他預(yù)計,隨著我們更仔細(xì)地檢查基因組,還會發(fā)現(xiàn)許多瓶蓋和釘子。他和其他人表示,這個預(yù)測是基于我們基因組深厚的進化史做出的。數(shù)百萬年來,必需基因并沒發(fā)生多少變化,而“垃圾DNA”卻帶上了很多無害的突變。牛津大學(xué)(University of Oxford)的科學(xué)家們衡量了過去一億年來人類基因組的每個位點在進化上的改變。該研究的作者之一,克里斯·龐廷(Chris Ponting)說:“現(xiàn)在我敢拍著胸脯說,我認(rèn)為其中只有8%(上下波動范圍不會超過1%)具有生物學(xué)功能。”那其他的92%呢?“似乎就沒那么重要了,”他說。
It’s no coincidence, researchers like Gregory argue, that bona fide creationists have used recent changes in the thinking about junk DNA to try to turn back the clock to the days before Darwin. (The recent studies on noncoding DNA “clearly demonstrate we are ‘fearfully and wonderfully made’ by our Creator God,” declared the Institute for Creation Research.) In a sense, this debate stretches back to Darwin himself, whose 1859 book, “On the Origin of Species,” set the course for our understanding natural selection as a natural “designer.” Later in his life, Darwin took pains to stress that there was more to evolution than natural selection.

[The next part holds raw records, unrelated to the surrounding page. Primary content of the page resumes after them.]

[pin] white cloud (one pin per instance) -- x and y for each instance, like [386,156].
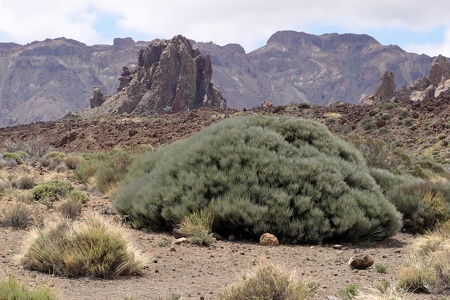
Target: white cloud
[234,21]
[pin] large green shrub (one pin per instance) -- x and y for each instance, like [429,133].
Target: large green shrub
[287,176]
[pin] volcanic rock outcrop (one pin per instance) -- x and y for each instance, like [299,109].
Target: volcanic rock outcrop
[437,83]
[170,76]
[384,91]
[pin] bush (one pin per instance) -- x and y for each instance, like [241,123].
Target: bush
[14,157]
[197,226]
[304,105]
[52,190]
[349,292]
[428,266]
[25,183]
[18,216]
[108,169]
[72,162]
[70,209]
[11,289]
[269,282]
[77,195]
[90,247]
[423,205]
[287,176]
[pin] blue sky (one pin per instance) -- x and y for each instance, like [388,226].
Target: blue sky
[407,23]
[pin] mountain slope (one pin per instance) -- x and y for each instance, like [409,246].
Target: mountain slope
[298,67]
[45,80]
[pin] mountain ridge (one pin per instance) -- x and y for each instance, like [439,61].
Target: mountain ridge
[44,80]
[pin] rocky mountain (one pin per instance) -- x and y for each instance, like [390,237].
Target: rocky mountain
[45,80]
[299,67]
[170,76]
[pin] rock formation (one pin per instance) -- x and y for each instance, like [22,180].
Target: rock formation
[44,80]
[170,76]
[439,71]
[384,91]
[97,98]
[437,83]
[125,78]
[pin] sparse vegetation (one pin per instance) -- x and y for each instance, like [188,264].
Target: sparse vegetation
[269,282]
[89,247]
[52,190]
[198,225]
[381,268]
[13,157]
[260,174]
[428,266]
[11,289]
[70,209]
[349,292]
[18,216]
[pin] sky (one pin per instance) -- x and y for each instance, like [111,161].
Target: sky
[411,24]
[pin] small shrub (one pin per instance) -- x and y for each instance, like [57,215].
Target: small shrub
[25,183]
[422,204]
[197,226]
[77,195]
[14,157]
[388,105]
[112,170]
[54,154]
[70,209]
[52,190]
[163,243]
[385,117]
[90,247]
[72,162]
[408,121]
[380,268]
[349,292]
[11,289]
[304,105]
[19,216]
[269,282]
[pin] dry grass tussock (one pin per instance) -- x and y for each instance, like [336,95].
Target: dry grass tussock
[91,246]
[428,265]
[270,282]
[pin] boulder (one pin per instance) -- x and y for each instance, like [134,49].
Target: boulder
[97,98]
[385,89]
[361,262]
[125,78]
[268,239]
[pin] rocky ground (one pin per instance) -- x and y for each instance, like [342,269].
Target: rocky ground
[196,272]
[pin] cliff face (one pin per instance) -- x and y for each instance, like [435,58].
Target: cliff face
[298,67]
[170,77]
[45,80]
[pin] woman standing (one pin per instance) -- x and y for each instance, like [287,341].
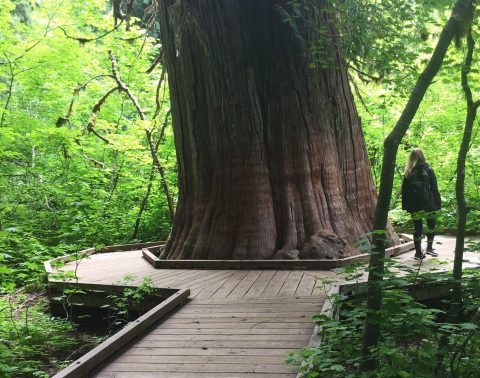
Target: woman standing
[420,197]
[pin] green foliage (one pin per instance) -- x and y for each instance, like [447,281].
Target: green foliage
[409,346]
[62,188]
[32,344]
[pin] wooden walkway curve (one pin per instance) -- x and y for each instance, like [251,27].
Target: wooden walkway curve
[236,323]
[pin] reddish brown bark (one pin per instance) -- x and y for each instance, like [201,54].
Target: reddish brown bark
[271,157]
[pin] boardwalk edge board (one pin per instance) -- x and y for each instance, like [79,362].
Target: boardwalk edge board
[149,249]
[85,364]
[48,265]
[313,264]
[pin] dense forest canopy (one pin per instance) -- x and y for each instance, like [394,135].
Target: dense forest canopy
[87,153]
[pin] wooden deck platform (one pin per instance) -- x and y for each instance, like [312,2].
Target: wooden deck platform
[236,323]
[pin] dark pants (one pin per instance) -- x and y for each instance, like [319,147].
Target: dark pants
[417,219]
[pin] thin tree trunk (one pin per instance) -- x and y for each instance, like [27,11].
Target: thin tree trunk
[472,107]
[271,157]
[376,267]
[143,204]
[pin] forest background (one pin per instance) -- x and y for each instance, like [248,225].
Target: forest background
[77,171]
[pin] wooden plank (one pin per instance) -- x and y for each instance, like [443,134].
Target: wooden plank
[275,284]
[245,284]
[296,344]
[306,285]
[163,292]
[223,337]
[319,289]
[258,324]
[92,359]
[212,351]
[229,286]
[249,264]
[189,375]
[208,277]
[276,300]
[149,256]
[260,284]
[204,368]
[210,290]
[275,360]
[135,246]
[231,331]
[290,285]
[238,321]
[241,315]
[253,307]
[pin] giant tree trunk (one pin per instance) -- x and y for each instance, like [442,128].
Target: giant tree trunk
[271,157]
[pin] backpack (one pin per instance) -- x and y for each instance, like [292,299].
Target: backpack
[420,186]
[417,193]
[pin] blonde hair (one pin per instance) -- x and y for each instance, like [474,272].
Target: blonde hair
[416,156]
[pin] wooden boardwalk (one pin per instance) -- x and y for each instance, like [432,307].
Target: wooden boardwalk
[236,323]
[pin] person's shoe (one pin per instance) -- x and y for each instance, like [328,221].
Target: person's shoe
[419,257]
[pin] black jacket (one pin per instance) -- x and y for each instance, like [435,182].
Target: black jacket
[428,198]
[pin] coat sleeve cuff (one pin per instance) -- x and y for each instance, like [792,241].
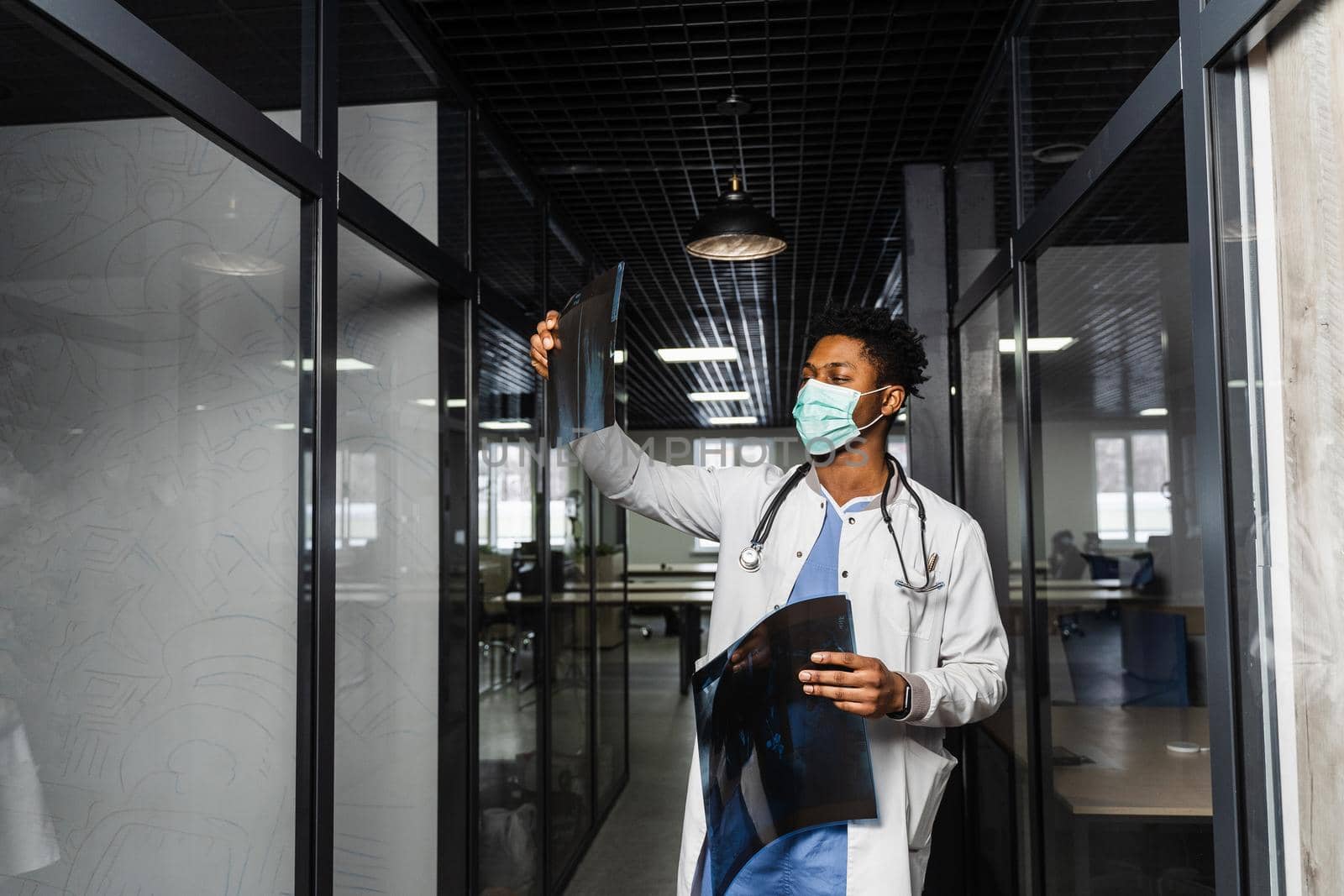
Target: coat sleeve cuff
[920,698]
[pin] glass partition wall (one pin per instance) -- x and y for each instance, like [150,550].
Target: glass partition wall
[293,600]
[1106,402]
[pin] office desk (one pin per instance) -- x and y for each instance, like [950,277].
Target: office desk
[1132,774]
[685,600]
[672,569]
[689,604]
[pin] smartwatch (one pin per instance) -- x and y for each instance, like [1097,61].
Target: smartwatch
[905,705]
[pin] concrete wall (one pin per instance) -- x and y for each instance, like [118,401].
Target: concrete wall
[1307,110]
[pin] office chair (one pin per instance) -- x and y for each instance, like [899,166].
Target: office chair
[1095,667]
[1153,652]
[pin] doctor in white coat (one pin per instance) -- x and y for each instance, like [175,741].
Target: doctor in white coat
[931,649]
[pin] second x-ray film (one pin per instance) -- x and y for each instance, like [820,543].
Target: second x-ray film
[581,392]
[773,759]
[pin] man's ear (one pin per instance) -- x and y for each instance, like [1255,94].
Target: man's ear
[893,401]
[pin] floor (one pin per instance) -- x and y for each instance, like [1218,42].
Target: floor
[636,849]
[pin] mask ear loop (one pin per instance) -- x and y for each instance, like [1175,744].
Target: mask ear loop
[879,414]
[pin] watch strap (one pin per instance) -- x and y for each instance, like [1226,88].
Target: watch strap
[900,715]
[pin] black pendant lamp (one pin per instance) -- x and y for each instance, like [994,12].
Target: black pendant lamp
[736,230]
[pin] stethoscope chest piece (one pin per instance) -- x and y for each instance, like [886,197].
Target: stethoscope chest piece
[750,558]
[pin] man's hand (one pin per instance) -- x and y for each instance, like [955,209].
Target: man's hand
[544,340]
[864,687]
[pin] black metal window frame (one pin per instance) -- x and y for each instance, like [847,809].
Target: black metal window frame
[1211,34]
[136,56]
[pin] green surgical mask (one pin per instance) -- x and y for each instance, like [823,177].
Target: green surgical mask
[824,416]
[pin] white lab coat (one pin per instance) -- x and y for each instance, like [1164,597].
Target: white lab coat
[949,644]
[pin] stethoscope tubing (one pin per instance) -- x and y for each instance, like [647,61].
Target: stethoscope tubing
[750,555]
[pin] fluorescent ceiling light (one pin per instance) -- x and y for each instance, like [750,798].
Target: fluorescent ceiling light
[739,396]
[342,364]
[1039,344]
[449,403]
[706,354]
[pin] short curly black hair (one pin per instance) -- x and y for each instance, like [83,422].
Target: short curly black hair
[887,342]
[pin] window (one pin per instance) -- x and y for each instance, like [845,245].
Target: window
[356,499]
[1133,479]
[719,452]
[506,496]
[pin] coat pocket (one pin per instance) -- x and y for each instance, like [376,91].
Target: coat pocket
[927,772]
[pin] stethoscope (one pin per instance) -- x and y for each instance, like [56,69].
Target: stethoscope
[750,557]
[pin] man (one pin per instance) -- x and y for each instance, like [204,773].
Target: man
[931,647]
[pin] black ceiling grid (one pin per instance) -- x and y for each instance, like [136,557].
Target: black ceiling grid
[1115,270]
[1079,62]
[615,107]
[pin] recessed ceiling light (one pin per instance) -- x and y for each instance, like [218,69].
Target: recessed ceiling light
[233,264]
[705,354]
[1039,344]
[741,396]
[1058,154]
[342,364]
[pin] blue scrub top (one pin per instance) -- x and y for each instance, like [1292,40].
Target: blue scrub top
[813,862]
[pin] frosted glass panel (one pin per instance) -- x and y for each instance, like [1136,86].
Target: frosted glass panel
[148,513]
[387,575]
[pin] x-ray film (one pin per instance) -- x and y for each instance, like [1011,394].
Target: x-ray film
[773,759]
[581,394]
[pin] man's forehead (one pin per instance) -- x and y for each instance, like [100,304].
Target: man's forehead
[837,351]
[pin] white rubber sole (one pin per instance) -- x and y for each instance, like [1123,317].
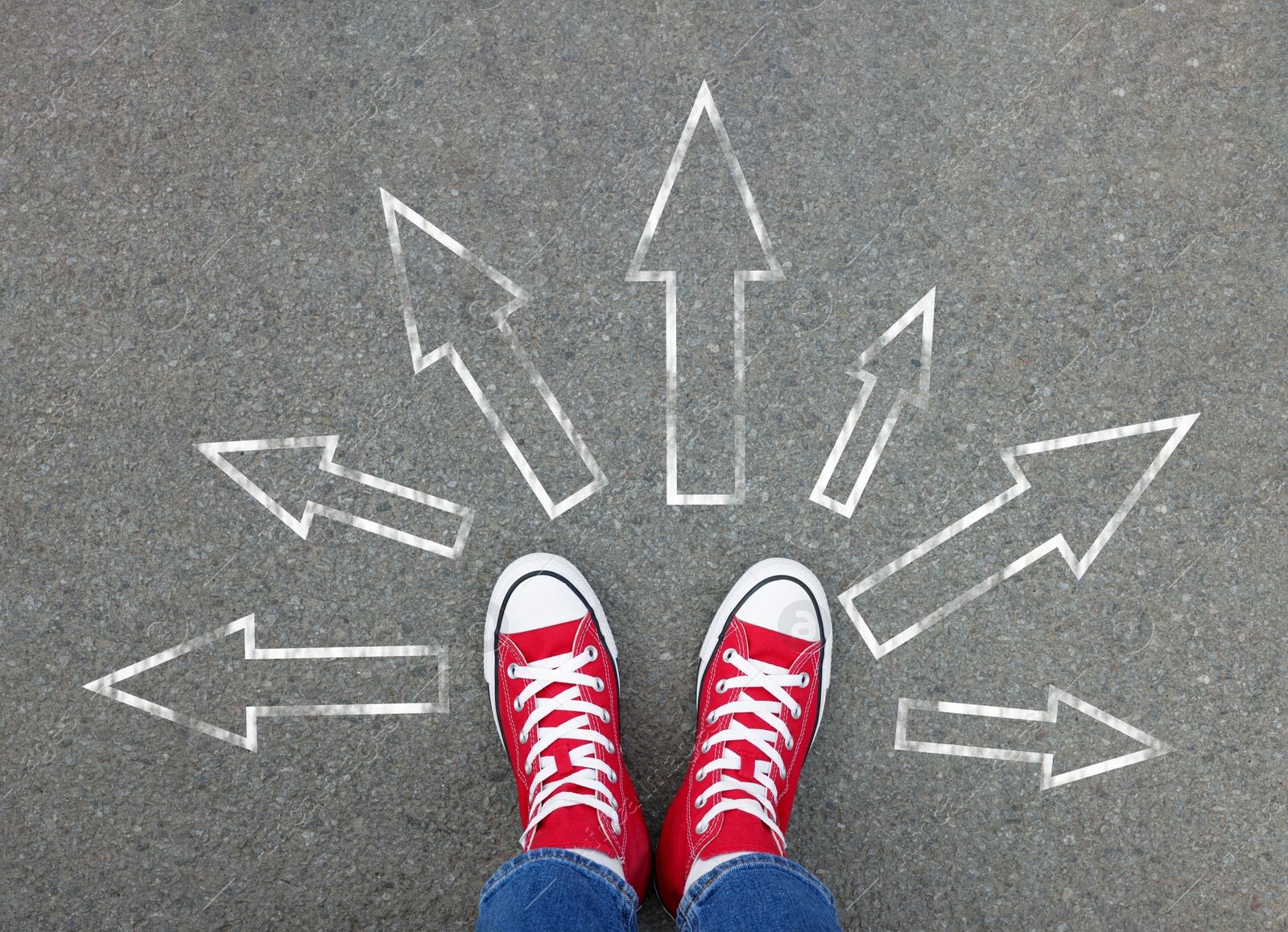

He was frustrated to see how many of his readers thought he was arguing that natural selection was the only force behind life’s diversity. “Great is the power of steady misrepresentation,” Darwin grumbled when he updated the book for its sixth edition in 1872. In fact, he wrote, he was quite open-minded about other forces that might drive evolution, like “variations that seem to us in our ignorance to arise spontaneously.”
格雷戈里等研究人員認(rèn)為,虔誠的創(chuàng)世論者不約而同地利用“垃圾DNA”觀念中的最新變化,這絕非偶然,他們這是試圖讓時間倒退回達爾文時代之前。(創(chuàng)世論研究學(xué)會[Institute for Creation Research]稱:近期關(guān)于非編碼DNA的研究“清楚地表明我們是造物主‘創(chuàng)造的奇妙又可怕的作品’”。)從某種意義上說,這場辯論可以追溯到達爾文本人,他在1859年出版的著作《物種起源》(“On the Origin of Species”)中將我們對自然選擇的理解定位為天然的“設(shè)計師”。晚年時期的達爾文也曾煞費苦心地強調(diào),自然選擇只是進化的一個方面。看到許多讀者誤以為他主張自然選擇是產(chǎn)生生物多樣性的唯一動力,令他十分沮喪。“接連不斷的錯誤闡釋的力量真大。”達爾文在1872年更新該書第六版時抱怨道。事實上,他對有可能推動進化的其他力量,比如“在我們毫不知情的情況下自發(fā)產(chǎn)生的變異”等持有相當(dāng)開明的態(tài)度。